Next, Judge Acker took issue with the “sacrosanct” limit on the scope of admissible evidence to the administrative record.  He found irony in the defendants’  emphasis during original briefing to the magistrate judge on the SSA’s denial of Plaintiff’s SSD benefits as support for defendants’ own denial, yet later filing a motion to strike Plaintiff’s proffer of the SSA’s subsequent approval, on the grounds that the SSA’s decision was outside of the administrative record.   Judge Acker conceded that he would have to grant the motion to strike, unless he chose instead to remand to the fiduciary for consideration of the SSA’s benefit approval.  As to the latter option, he predicted that a remand would be a waste of time and expense for the claimant “in light of the virtually universal experience by ERISA claimants that reconsideration by an inherently conflicted plan administrator is rarely if ever worthwhile.”

In ultimately ruling in defendant’s favor, Judge Acker found that the fiduciary’s decision was de novo wrong (reversing the magistrate judge’s  finding), but he nevertheless conceded that he could not hold that the fiduciary’s determination was arbitrary and capricious without being reversed under controlling Eleventh Circuit authority.   He ruled with a sarcastic undertone that  “it was not ‘unreasonable’ for Sedgwick to prefer the opinion of its own hired physicians over the findings of Ms. May’s treating physicians, … [and] because Sedgwick’s obvious conflict-of-interest is a “mere” factor that can be discounted into virtual oblivion, this court defers to Sedgwick’s  discretion.”

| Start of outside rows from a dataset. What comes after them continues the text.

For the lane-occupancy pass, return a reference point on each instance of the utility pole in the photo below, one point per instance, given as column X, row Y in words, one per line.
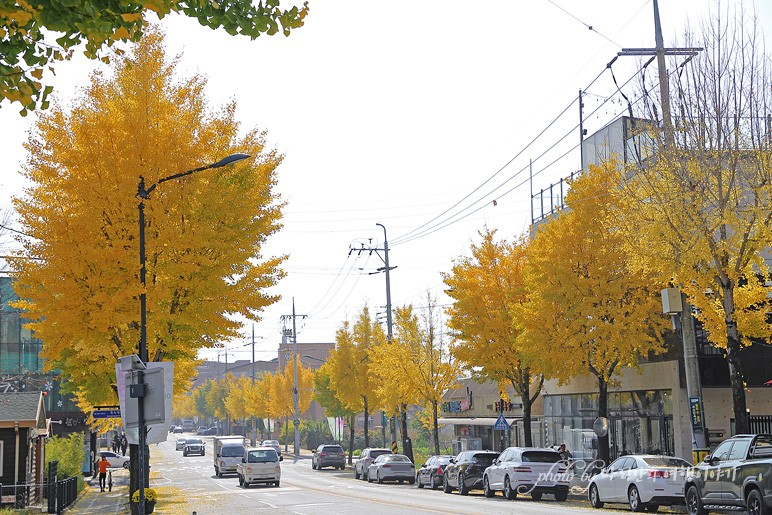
column 295, row 390
column 254, row 427
column 689, row 341
column 385, row 268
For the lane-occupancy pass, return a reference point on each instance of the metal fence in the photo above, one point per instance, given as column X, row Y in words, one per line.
column 24, row 495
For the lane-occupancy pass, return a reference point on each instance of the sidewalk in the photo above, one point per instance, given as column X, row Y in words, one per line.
column 92, row 501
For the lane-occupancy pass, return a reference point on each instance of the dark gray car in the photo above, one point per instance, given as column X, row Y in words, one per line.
column 328, row 456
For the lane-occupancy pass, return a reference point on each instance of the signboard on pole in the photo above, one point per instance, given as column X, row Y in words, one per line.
column 104, row 413
column 501, row 423
column 156, row 432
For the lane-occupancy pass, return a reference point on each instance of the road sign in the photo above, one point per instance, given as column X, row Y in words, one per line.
column 107, row 413
column 501, row 423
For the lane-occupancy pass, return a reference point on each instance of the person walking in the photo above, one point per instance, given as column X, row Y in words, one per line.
column 103, row 464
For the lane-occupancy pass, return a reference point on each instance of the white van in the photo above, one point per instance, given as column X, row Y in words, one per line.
column 228, row 452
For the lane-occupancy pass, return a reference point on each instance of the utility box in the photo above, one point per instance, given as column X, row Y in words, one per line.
column 154, row 400
column 671, row 301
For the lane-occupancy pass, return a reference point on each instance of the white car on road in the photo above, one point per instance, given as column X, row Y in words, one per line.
column 527, row 470
column 642, row 481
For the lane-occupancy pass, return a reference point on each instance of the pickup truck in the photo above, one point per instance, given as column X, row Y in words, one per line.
column 259, row 465
column 736, row 476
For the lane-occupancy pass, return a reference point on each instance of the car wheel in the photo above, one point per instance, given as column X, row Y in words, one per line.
column 755, row 503
column 509, row 492
column 634, row 499
column 487, row 488
column 595, row 497
column 694, row 503
column 462, row 488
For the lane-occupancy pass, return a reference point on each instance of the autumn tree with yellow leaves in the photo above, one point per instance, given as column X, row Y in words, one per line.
column 486, row 287
column 588, row 310
column 78, row 274
column 701, row 208
column 413, row 366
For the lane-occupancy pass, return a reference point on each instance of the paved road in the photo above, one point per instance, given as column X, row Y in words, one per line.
column 188, row 484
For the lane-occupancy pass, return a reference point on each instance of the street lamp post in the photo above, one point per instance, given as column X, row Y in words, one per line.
column 144, row 194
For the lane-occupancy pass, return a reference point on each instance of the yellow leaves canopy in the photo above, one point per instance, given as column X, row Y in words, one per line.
column 587, row 308
column 204, row 233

In concluding, Judge Acker gave Plaintiff the “unsolicited advice” to forego an appeal, citing insurmountable odds.   Nevertheless, Judge Acker made it known that, in the event Plaintiff appealed, “his feelings would not be hurt” if he were reversed.

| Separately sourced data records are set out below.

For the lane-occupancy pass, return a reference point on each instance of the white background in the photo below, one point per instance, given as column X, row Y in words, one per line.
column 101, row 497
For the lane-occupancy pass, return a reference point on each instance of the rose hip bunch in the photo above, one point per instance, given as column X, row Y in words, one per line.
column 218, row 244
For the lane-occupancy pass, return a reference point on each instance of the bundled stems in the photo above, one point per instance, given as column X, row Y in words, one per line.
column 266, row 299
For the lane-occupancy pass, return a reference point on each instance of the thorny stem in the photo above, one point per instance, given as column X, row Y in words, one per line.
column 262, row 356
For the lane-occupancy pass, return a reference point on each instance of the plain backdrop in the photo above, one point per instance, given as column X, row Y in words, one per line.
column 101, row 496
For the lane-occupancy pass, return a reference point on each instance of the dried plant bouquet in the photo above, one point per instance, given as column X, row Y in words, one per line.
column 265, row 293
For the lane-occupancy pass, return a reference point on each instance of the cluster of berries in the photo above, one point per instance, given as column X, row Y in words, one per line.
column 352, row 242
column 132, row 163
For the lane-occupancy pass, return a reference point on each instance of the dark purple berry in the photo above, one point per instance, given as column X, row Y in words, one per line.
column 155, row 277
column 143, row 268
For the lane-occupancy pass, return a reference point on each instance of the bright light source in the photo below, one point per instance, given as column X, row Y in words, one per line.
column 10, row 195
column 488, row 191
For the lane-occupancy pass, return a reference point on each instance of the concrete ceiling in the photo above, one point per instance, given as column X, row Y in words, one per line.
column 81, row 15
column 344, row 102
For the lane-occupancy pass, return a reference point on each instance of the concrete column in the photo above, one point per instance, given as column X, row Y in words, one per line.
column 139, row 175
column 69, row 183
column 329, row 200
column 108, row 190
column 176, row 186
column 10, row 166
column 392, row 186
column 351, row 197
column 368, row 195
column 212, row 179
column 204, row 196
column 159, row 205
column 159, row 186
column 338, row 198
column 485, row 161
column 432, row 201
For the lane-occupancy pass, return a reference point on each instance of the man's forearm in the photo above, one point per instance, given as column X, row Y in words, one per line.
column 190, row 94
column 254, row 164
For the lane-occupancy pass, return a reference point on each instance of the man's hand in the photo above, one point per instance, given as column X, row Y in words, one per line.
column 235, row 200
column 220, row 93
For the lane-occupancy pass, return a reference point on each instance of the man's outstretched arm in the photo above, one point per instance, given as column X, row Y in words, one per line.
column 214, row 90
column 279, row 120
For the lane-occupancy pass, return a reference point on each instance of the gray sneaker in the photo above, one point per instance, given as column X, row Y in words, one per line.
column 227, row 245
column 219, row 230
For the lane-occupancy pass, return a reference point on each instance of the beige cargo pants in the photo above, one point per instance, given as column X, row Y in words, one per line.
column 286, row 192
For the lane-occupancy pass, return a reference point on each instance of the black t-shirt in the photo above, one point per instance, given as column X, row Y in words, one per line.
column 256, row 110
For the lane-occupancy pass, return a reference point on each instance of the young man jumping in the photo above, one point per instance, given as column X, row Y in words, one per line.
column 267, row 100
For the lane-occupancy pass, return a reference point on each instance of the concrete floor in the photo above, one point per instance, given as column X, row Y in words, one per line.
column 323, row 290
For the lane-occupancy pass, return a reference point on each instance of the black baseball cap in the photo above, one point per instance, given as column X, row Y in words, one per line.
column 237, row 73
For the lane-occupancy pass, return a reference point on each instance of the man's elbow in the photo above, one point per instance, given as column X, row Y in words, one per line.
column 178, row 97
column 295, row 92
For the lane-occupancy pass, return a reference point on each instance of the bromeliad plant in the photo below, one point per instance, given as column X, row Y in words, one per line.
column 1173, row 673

Blogger Katherine Lange said...

The Honorable William Acker again provides a commentary on ERISA jurisprudence in Criss v. Union Security Ins. Co., 2014 U.S Dist. Lexis 79300, 2014 WL 2707774 (June 11, 2014). In a case he ultimately remands, Judge Acker laments that the "fundamental jurisprudential principle" coined by Chief Justice Coke in 1610 - "No man should be a judge in his own case" - is institutionally violated by the plan administrators and insurers who are given the authority (via Firestone v. Bruch) to rule on whether they have to pay benefits.